As of this fall, I’ve been going through catechism after spending 15 years at services with my Greek Orthodox husband and our baptized children. What’s been moving me most lately, that has sprung from this experience, is the idea of our innate human longing to reach for something unknowable — something just beyond the grasp of understanding, but deeply felt all the same.

This longing is not unique to Christianity, or even religion in general. So many of the ideas I’m learning in Orthodoxy echo things I’ve felt in other places over the years. When I studied devotional Indian dance long ago, I learned that the heart of Bhakti is this same yearning for the divine — the dance between the Lover and the Beloved, Krishna and Radha. The movements express love and joy, but also the ache of separation, the tension of longing, and the sweetness of union.

In Christian catechism, we’re given a similar image: Christ as Bridegroom, humanity as Bride. In Buddhism, that longing becomes the soul’s search for enlightenment — Nibbana. In Sufism, they call it shawq — the burning desire for Allah that consumes the seeker until devotion becomes love.

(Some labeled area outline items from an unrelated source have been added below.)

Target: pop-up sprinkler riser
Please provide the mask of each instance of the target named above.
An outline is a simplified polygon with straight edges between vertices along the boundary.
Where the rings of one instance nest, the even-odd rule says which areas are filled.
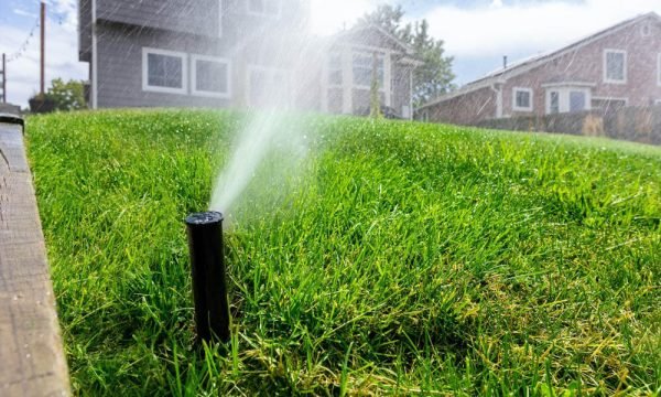
[[[201,341],[229,341],[229,304],[223,244],[223,214],[205,212],[186,218],[193,275],[195,326]]]

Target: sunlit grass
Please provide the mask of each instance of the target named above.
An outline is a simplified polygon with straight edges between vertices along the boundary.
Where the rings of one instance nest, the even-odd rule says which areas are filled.
[[[573,137],[292,118],[312,154],[236,208],[197,350],[183,218],[242,117],[29,119],[77,393],[659,393],[661,149]]]

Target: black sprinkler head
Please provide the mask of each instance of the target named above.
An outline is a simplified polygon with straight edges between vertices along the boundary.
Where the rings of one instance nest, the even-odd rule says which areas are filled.
[[[229,341],[229,303],[225,280],[223,214],[204,212],[186,217],[193,273],[195,326],[201,341]]]

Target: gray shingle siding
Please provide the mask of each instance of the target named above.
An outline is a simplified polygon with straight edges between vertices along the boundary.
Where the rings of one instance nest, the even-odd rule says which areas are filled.
[[[328,41],[302,40],[306,37],[308,7],[308,0],[283,0],[280,14],[273,18],[251,14],[247,0],[79,0],[80,60],[90,62],[96,107],[242,107],[249,105],[251,67],[263,66],[285,71],[290,76],[293,107],[319,110],[326,95],[322,65]],[[96,60],[91,60],[93,29]],[[391,107],[401,114],[402,105],[409,104],[410,89],[408,72],[402,75],[405,78],[400,76],[402,65],[395,62],[403,55],[402,49],[379,32],[368,33],[334,40],[344,46],[355,42],[392,52],[395,84],[391,87]],[[185,93],[145,89],[145,47],[185,54]],[[228,61],[231,72],[228,98],[193,93],[193,55]],[[260,88],[266,93],[278,89]],[[369,107],[369,90],[353,89],[350,96],[351,109]],[[336,109],[336,101],[328,101],[330,111],[342,110]]]
[[[128,33],[128,34],[127,34]],[[145,33],[142,30],[142,33]],[[153,30],[138,34],[119,25],[97,26],[98,107],[208,106],[228,107],[232,98],[209,98],[192,95],[191,55],[223,55],[213,41],[198,36]],[[186,95],[154,93],[142,89],[142,49],[166,49],[187,54]],[[215,51],[212,51],[214,49]],[[234,67],[232,67],[234,69]],[[230,76],[230,79],[232,77]],[[234,93],[232,93],[234,94]]]
[[[91,58],[91,0],[78,1],[78,61]]]
[[[218,36],[219,0],[95,0],[98,20]]]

It’s striking how often this thread appears across faiths — this longing to return to something vast and precious that we somehow remember but can’t quite touch. I keep picturing droplets leaping up from the ocean — each one for a moment believing it’s separate, unique, alone — before falling back into the sea. Does the droplet remember it was once part of the ocean? Does it long to return, even while it’s suspended in the air, unsure of what it’s missing? And when it merges again — when its smallness disappears into something infinite — does it remember who it once was?

I think about this a lot at my bench. When I melt down scrap metal, and old broken pieces become something new. When I recycle wax for new injection molds. When I pour silicone over seedpods to memorialize their shape for casting. There’s something sacred in that cycle — dissolving, reshaping, return. We humans fight so hard to preserve our sense of self, to push back against endings. Yet somewhere deep down, we long to reconnect with something so vast, so much bigger than ourselves, that it transfigures and obliterates us.

I feel that paradox every time I set a diamond — knowing its carbon atoms are the same as the ones in my own bones. Knowing that the iron in sapphires also runs through my blood. We come from the same source. We go back to it. Maybe that’s what this longing really is — a remembering of connection, and that the perceived separateness of our Selves is a momentary illusion, before we fall back into the sea.